The Rav has taught us that criticism, and even physical punishment, is a positive thing and can be a great benefit. Does that mean that we should criticize and hit our children?
Now, first let me talk the truth. Because there is a truth and then there is l’maiseh.
L’maiseh is not always the truth.
The truth is that you should have a stick in your house. And you should use it. You should hit your children with the stick. That’s the truth. “Chosech shivto soneh b’no” – One who holds back from using the stick, hates his son. The truth of the posuk remains true even in America.
But today, you can’t always do that. It’s a terrible world. For instance, in Sweden they arrest you if you hit your child. In America too. I know myself, a frum boy who was 13 years old and his father hit him. He called the police. He called the police on his father! When the police came, the father was in the bathroom. So the mother said, “It’s nothing. It’s all over,” and the police went home.
He called the police on his father! Once upon a time, when I was a young boy there was no hava aminah of calling the police on your father. Even goyim, li’havdil, used to take the boys out to the shed – to the woodshed – and hit them. I told you this story once: the crown prince of Bavaria, when he became king of Bavaria, he called in his old tutor, a certain duke who had been his private teacher.
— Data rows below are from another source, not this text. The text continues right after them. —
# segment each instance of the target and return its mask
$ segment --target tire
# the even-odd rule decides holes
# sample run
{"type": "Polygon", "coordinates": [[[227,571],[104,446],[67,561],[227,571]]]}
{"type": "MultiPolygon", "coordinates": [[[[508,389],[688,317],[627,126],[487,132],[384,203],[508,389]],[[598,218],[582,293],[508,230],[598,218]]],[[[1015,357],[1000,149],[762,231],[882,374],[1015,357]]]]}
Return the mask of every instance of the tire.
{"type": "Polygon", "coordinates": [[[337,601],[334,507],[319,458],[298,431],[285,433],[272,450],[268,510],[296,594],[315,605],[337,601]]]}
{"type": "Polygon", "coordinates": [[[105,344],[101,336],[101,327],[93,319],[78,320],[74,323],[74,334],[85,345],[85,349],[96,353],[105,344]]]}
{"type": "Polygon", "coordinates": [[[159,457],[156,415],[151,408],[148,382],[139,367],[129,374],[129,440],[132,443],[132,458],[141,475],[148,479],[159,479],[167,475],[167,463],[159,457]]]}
And he said to him, “You used to hit me with sticks when you were my tutor. Now I’m going to place a gold medal on you, out of gratitude for what you did for me.”
Hitting is a very good thing – in theory. Once upon a time you could do it – but today – it’s a world of sheker today. It’s a world of sheker. But the emes is that the stick is a very good benefit for the son.
I know a beautiful man, a ba’al middos tovos. A lovely man. A ben-Torah and everything good. He told me that his father used to kill him. He said his father beat him terribly. But I saw that the results were good. I didn’t tell him, but I saw that the results were very good. He became a fine man – he couldn’t be better.